二人再度舉杯相碰,彼此一笑,均覺得對方合自己的口味。
“老弟是第一次來鄴城,又或是第一次來攻守擂台?”酒過三巡,風致遠開口問道。
“慚愧,小弟來鄴城大半年了,這是第一次來攻守擂台,想尋些對手打上幾場。”談到正事,葉秋白放下酒樽,沉聲道。
“竟然不是為了獎勵而來,看來老弟誌向不小。”風致遠眼中泛著異色,來攻守擂台的大都是散修,貪圖利益,畢竟不管是是輸是贏都有獎勵,輸者雖然獎勵乏乏,長久下來倒也不菲,這也是那些散修口中所謂的“低保”,這葉秋白雖是新人,竟不似尋常散修那般追逐小利,倒讓風致遠高看他一籌。
“對手難尋,若是修道路上能尋到幾個好對手,那才是真正的好處呢。”葉秋白道,他又嘿嘿一笑,“當然,若是真有獎勵,在下自然欣然收入囊中。”
風致遠聽聞臉色一黑,白了葉秋白一眼,”不知老弟對攻守擂台了解多少。“
“剛剛所言便是小弟知道的全部了。”
風致遠略一沉吟,“也罷,那便從頭給你講起吧。”
“有勞道兄了。”葉秋白連忙舉杯。
砰!
風致遠將酒一飲而盡,道,“攻守擂台總共有三類比鬥,其一為文鬥,不許見血,事先比鬥雙方說明比鬥規則,有倒計時,雙方光明正大打上一場,法器、道寵均不允許用,兵器也隻能用攻守擂台準備的,這一類是最安全的,同時也是最乏味的。”風致遠隨意點評,似乎對這類文鬥不以為然。
葉秋白點頭,“的確,畢竟若是真與人打鬥,哪會這麼公平,不使絆子,這文鬥是乏味了點。”
風致遠聽得眼睛一亮,上上下下打量葉秋白幾眼,讚道,“老弟想的倒是與我一樣,今後想必也是狐狸一般的人物。”
葉秋白臉上一訕,訥訥道,“道兄說笑了,怎麼也比不過道兄這老狐狸!”
二人哈哈大笑,對對方稱自己為狐狸的說辭均不以為忤。
笑了笑,風致遠繼續道,“這第一類老弟想必不中意,那第二類說不定合乎老弟心意,這第二類為武鬥,解開文鬥的限製,允許比鬥雙方使用各類法器、道寵,可見血,但若是對手認輸,必須停手,違者將遭受舉辦方最嚴酷的製裁!”
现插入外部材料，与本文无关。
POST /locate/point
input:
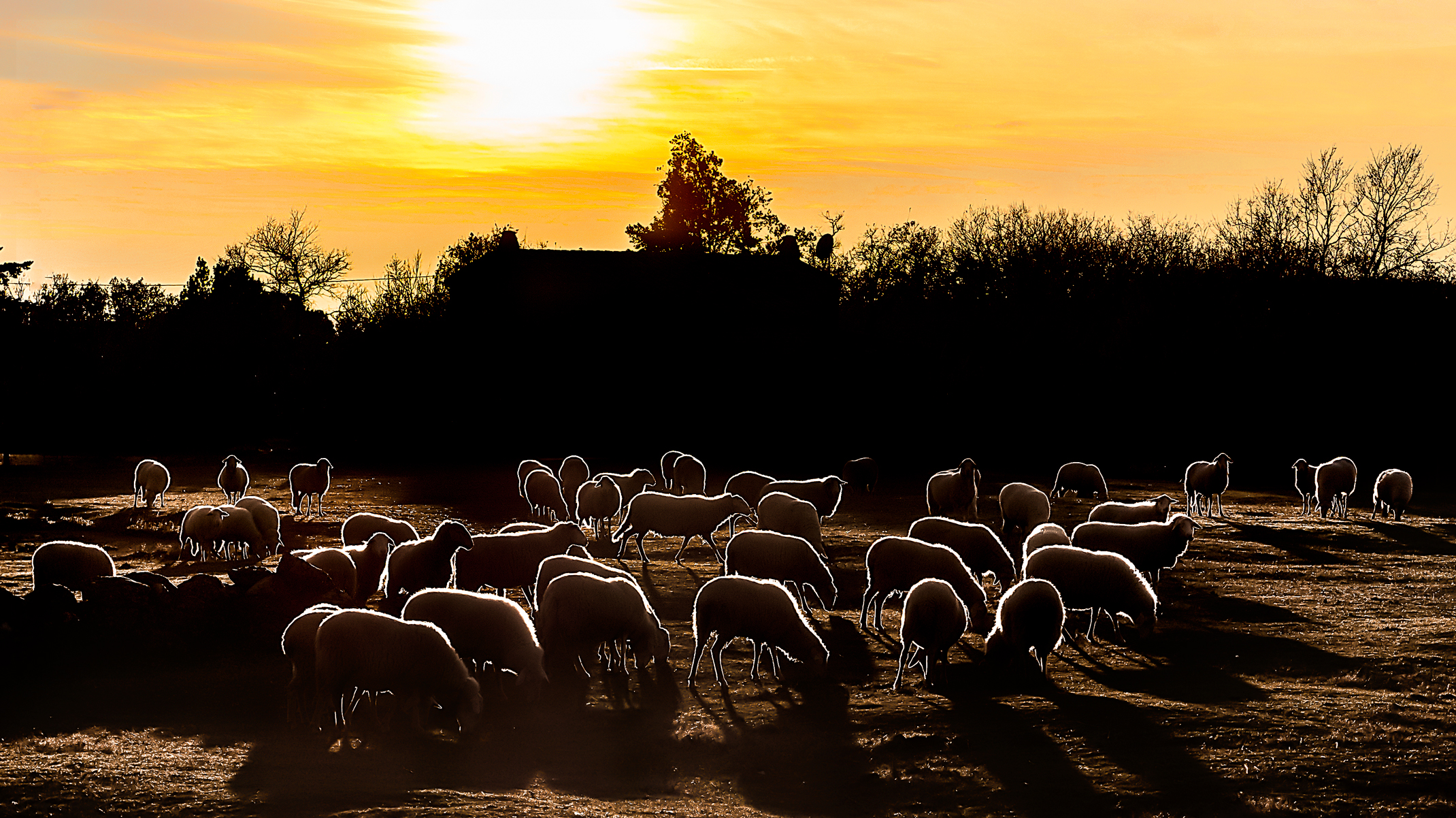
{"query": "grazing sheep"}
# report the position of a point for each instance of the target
(678, 516)
(862, 474)
(1334, 484)
(896, 563)
(825, 492)
(1097, 581)
(1028, 621)
(771, 555)
(1146, 511)
(485, 627)
(1082, 478)
(512, 561)
(233, 479)
(788, 514)
(360, 527)
(375, 653)
(309, 482)
(953, 492)
(1206, 480)
(149, 482)
(421, 563)
(1151, 546)
(1392, 492)
(759, 610)
(580, 612)
(933, 621)
(70, 565)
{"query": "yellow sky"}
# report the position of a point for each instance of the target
(139, 134)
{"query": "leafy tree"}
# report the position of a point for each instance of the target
(704, 210)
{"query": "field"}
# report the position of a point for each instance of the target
(1301, 667)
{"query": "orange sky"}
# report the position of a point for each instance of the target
(139, 134)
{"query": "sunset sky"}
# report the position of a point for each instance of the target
(139, 134)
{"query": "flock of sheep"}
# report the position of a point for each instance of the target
(435, 632)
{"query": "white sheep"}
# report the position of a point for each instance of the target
(1097, 581)
(759, 610)
(485, 627)
(954, 492)
(70, 565)
(678, 516)
(1392, 492)
(308, 484)
(1082, 478)
(1028, 621)
(375, 653)
(149, 482)
(893, 565)
(933, 619)
(771, 555)
(1152, 546)
(788, 514)
(1206, 480)
(233, 479)
(979, 546)
(1334, 484)
(580, 612)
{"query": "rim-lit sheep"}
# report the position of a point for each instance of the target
(1392, 492)
(759, 610)
(1028, 621)
(1151, 546)
(1097, 581)
(979, 546)
(233, 479)
(308, 484)
(1082, 478)
(896, 563)
(933, 619)
(954, 492)
(1204, 482)
(771, 555)
(678, 516)
(375, 653)
(485, 627)
(1334, 484)
(149, 482)
(70, 565)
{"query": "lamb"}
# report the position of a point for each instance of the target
(373, 653)
(70, 565)
(1097, 581)
(759, 610)
(309, 480)
(678, 516)
(512, 561)
(1392, 492)
(233, 479)
(769, 555)
(791, 516)
(980, 549)
(578, 612)
(896, 563)
(1082, 478)
(1334, 484)
(485, 627)
(1208, 480)
(933, 621)
(421, 563)
(1151, 546)
(1028, 621)
(953, 492)
(149, 482)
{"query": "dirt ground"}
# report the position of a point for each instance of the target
(1301, 667)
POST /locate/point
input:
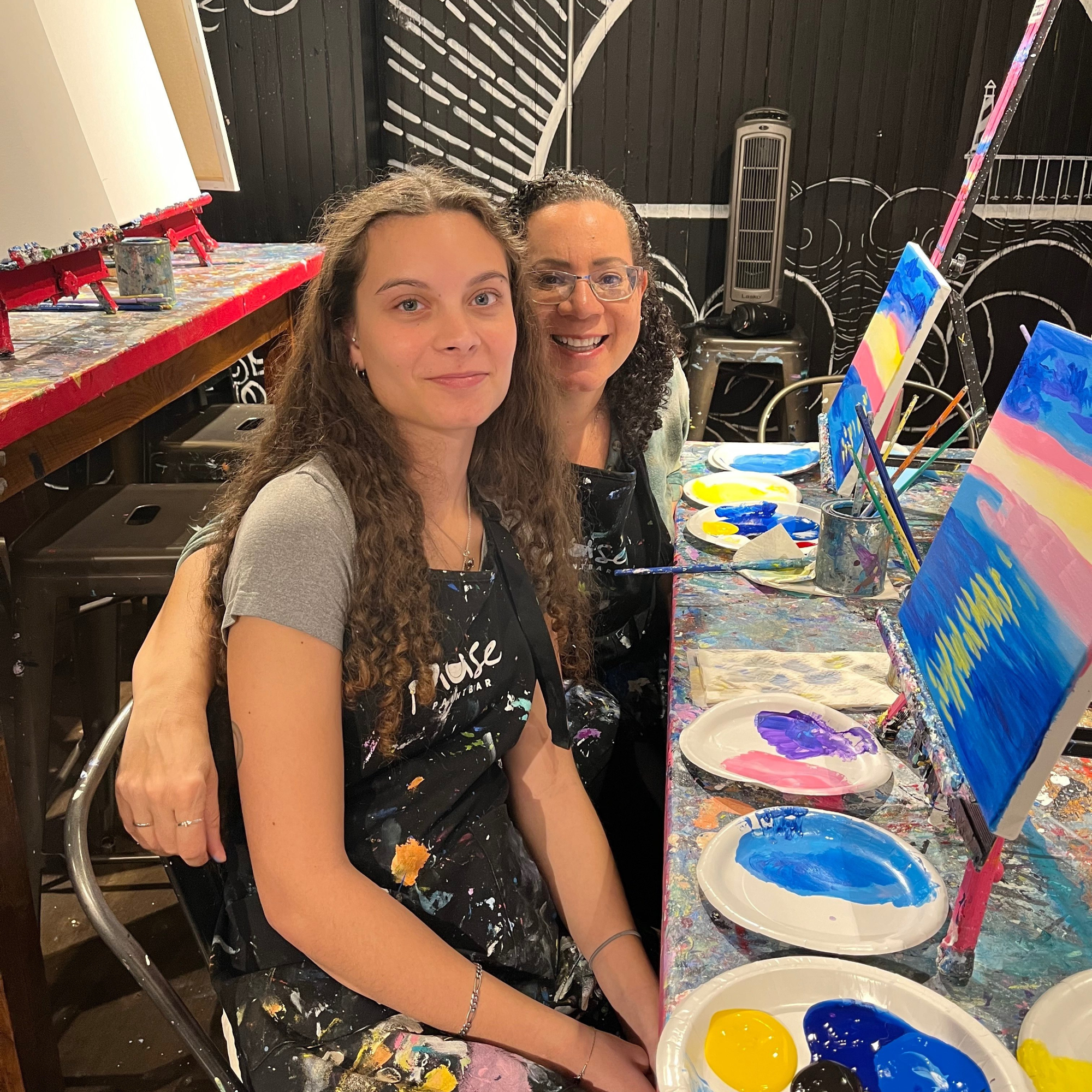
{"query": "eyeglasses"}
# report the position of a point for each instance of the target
(610, 286)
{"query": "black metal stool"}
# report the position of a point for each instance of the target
(206, 448)
(106, 543)
(198, 891)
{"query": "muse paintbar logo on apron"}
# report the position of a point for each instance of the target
(598, 554)
(449, 680)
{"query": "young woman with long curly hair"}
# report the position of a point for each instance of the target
(623, 411)
(403, 824)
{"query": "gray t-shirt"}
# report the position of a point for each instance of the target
(293, 556)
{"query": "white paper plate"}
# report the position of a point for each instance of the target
(823, 922)
(788, 988)
(727, 733)
(697, 524)
(740, 489)
(785, 459)
(1062, 1018)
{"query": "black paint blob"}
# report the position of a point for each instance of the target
(826, 1077)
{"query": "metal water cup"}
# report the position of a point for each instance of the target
(852, 555)
(144, 268)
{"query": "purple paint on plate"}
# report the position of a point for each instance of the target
(800, 735)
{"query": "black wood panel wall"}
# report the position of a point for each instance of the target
(886, 96)
(292, 87)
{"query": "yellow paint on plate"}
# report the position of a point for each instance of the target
(719, 528)
(1052, 1074)
(751, 1051)
(735, 493)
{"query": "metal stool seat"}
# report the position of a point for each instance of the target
(106, 543)
(206, 448)
(779, 360)
(193, 886)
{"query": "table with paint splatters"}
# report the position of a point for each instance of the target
(1039, 927)
(80, 377)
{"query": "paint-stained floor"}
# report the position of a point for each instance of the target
(111, 1036)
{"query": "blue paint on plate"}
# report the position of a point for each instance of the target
(785, 462)
(918, 1063)
(811, 852)
(851, 1034)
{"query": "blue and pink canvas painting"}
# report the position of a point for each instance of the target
(1000, 620)
(887, 353)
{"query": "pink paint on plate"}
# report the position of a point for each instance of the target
(784, 773)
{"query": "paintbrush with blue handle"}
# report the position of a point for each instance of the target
(886, 483)
(764, 565)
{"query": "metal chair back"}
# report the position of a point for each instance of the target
(837, 381)
(114, 934)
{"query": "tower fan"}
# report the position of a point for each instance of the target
(759, 201)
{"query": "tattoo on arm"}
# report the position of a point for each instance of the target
(238, 741)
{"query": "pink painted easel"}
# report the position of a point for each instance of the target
(180, 223)
(49, 278)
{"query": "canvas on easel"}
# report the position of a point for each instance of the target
(1000, 619)
(174, 32)
(93, 132)
(895, 337)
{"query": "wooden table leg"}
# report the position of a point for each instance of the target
(22, 969)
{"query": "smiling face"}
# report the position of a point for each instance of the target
(434, 326)
(588, 340)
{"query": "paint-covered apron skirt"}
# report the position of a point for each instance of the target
(621, 750)
(432, 827)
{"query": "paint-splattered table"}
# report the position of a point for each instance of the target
(1039, 927)
(80, 377)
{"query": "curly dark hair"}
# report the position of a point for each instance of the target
(637, 391)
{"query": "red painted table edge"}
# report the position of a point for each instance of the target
(43, 408)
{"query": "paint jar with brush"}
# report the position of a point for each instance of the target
(852, 553)
(145, 271)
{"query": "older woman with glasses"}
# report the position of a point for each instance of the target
(625, 416)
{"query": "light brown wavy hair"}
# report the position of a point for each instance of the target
(323, 407)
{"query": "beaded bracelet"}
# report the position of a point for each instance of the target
(584, 1069)
(625, 933)
(473, 1010)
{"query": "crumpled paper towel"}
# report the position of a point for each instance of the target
(850, 681)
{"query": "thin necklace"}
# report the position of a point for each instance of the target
(468, 556)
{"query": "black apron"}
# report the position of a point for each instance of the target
(619, 727)
(432, 825)
(623, 529)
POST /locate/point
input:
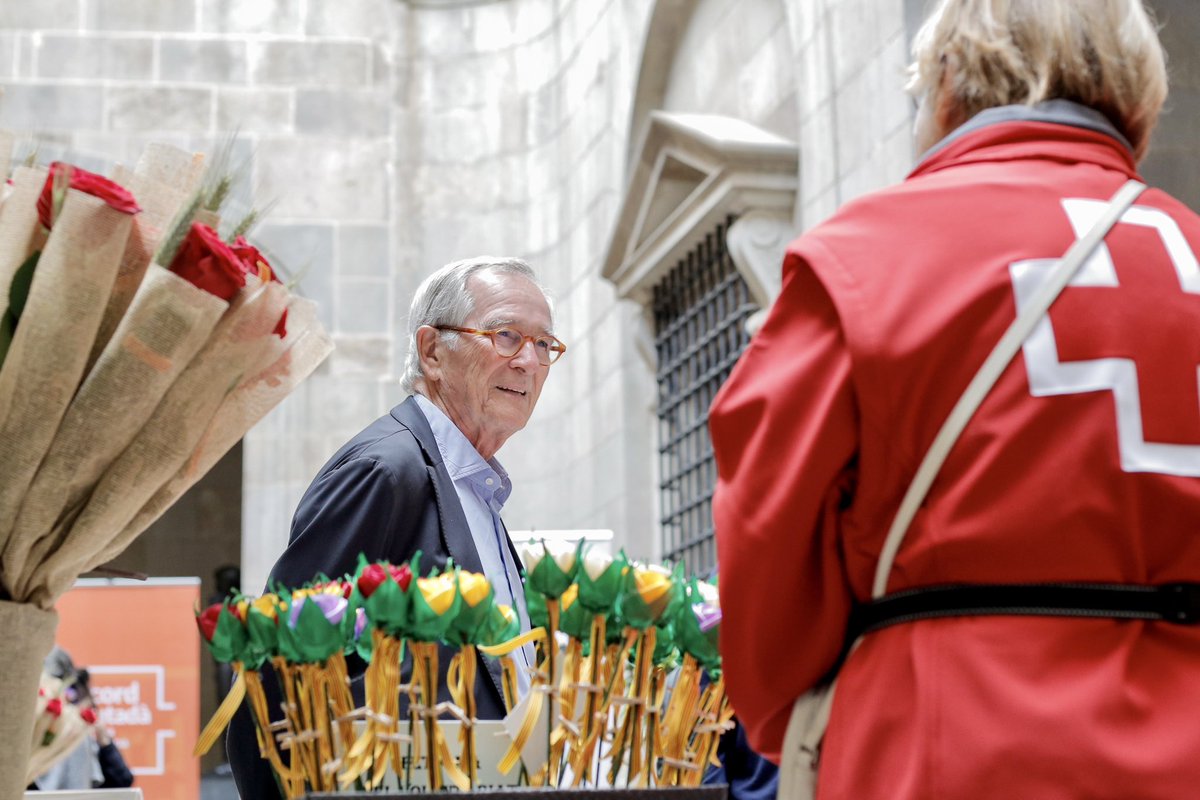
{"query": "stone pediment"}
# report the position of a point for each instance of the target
(691, 172)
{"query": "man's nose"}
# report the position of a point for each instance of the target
(526, 358)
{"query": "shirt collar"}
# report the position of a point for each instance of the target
(1060, 112)
(462, 461)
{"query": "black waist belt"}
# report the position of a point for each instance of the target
(1171, 602)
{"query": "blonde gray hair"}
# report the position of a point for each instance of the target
(1101, 53)
(443, 299)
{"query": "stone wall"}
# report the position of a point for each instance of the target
(394, 136)
(513, 133)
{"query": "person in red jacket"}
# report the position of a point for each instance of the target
(1083, 464)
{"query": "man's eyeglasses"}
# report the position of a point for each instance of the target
(508, 342)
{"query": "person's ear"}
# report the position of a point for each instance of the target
(430, 352)
(948, 113)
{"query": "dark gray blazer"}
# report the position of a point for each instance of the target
(385, 494)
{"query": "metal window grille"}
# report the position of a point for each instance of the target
(700, 312)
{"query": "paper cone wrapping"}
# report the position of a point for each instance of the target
(28, 637)
(49, 350)
(6, 142)
(238, 347)
(69, 732)
(168, 323)
(305, 347)
(163, 180)
(19, 229)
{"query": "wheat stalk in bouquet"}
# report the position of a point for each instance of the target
(59, 726)
(129, 368)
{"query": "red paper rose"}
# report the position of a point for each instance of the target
(207, 620)
(402, 575)
(114, 194)
(372, 576)
(209, 263)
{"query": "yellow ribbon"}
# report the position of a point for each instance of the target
(505, 648)
(222, 716)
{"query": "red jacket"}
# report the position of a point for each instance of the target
(1081, 464)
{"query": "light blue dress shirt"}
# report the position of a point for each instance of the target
(483, 487)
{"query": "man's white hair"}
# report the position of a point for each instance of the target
(443, 299)
(1101, 53)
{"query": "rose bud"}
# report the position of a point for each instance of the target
(402, 575)
(360, 621)
(331, 606)
(438, 591)
(595, 561)
(474, 588)
(707, 615)
(209, 264)
(268, 606)
(115, 196)
(207, 620)
(569, 596)
(371, 577)
(652, 582)
(253, 260)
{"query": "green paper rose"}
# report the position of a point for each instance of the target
(550, 569)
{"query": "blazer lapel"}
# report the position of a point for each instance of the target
(456, 536)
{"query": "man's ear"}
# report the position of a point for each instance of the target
(948, 113)
(430, 352)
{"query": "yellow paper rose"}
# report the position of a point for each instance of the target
(474, 588)
(652, 584)
(438, 591)
(569, 596)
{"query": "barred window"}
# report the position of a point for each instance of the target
(700, 312)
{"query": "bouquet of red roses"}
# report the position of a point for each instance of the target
(137, 346)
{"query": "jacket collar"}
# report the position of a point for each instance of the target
(409, 415)
(1056, 128)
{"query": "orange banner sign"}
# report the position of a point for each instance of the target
(141, 648)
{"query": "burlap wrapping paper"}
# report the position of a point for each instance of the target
(49, 349)
(304, 348)
(28, 635)
(19, 229)
(165, 178)
(238, 347)
(165, 328)
(6, 142)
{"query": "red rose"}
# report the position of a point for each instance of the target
(402, 575)
(258, 265)
(209, 263)
(207, 620)
(372, 576)
(253, 259)
(115, 196)
(281, 328)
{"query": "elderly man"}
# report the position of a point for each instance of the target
(1079, 470)
(424, 476)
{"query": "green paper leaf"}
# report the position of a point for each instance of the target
(600, 595)
(316, 638)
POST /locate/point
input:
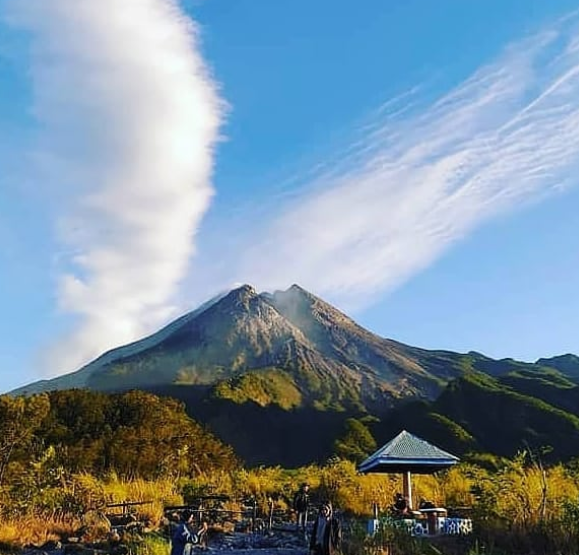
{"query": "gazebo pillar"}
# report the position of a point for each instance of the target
(407, 489)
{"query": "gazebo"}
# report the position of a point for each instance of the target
(408, 454)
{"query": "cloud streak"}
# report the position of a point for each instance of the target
(419, 180)
(129, 118)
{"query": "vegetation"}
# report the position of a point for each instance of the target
(65, 455)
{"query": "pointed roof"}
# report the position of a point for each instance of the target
(408, 453)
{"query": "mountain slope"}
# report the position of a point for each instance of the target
(277, 376)
(323, 356)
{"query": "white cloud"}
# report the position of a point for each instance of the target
(419, 181)
(129, 118)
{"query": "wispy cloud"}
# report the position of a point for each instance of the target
(419, 181)
(129, 117)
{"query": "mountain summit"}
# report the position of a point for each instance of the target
(315, 354)
(279, 376)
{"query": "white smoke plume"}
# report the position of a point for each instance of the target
(420, 180)
(129, 119)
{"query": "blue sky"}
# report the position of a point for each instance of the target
(413, 162)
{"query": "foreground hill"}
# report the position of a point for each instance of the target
(277, 376)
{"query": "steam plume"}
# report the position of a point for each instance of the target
(129, 117)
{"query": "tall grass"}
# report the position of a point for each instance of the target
(518, 508)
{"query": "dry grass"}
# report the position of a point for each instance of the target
(36, 530)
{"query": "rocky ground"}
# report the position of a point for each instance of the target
(282, 540)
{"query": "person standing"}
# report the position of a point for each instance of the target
(326, 533)
(301, 505)
(184, 537)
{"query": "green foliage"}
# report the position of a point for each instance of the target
(357, 442)
(265, 387)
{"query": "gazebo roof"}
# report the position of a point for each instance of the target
(408, 453)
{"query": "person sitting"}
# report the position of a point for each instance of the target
(400, 507)
(424, 504)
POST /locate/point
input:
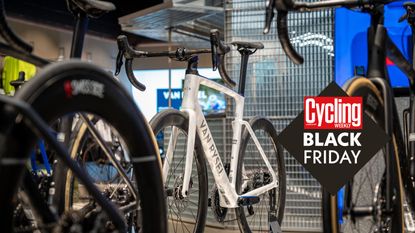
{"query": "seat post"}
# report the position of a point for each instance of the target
(80, 28)
(242, 75)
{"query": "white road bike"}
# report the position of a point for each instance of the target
(253, 183)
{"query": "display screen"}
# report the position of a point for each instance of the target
(212, 102)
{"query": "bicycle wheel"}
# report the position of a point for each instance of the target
(185, 214)
(367, 188)
(82, 88)
(253, 173)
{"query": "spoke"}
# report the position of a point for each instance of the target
(108, 153)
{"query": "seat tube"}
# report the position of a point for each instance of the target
(236, 138)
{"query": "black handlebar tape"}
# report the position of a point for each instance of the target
(285, 40)
(131, 77)
(8, 34)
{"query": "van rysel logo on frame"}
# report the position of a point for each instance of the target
(207, 137)
(325, 112)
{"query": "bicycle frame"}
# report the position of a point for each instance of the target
(197, 124)
(379, 44)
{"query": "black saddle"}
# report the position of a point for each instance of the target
(248, 45)
(93, 8)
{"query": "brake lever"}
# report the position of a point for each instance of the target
(119, 62)
(269, 15)
(409, 14)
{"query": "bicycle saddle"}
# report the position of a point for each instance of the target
(248, 45)
(93, 8)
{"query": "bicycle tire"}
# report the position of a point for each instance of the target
(258, 125)
(172, 117)
(48, 94)
(360, 86)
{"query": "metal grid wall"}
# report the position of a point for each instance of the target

怕葉秋白不以為意,風致遠提醒道,“老弟可要小心一點,若是對手認輸,絕不可再下手,之前也有打出真火、不願停手的,無一例外,都受到一定懲戒,這裏麵也包括三大宗的弟子。”
葉秋白聞言神色複雜,但凡在鄴城待得稍久都知道三大宗的地位,那可是鐵桶江山般穩定的大勢力,他想找回場子的那人就是三宗之一的純陽劍宗裏的弟子,這樣的人物在攻守擂台也要遵守規矩,看來舉辦方背景不小,怪不得周盛會說攻守擂台規矩森嚴。
“知矣,知矣,道兄,最後一種比鬥是什麼?”葉秋白好奇道,按照風致遠的介紹,這比鬥一種比一種激烈,不知這最後一種是何等狀況?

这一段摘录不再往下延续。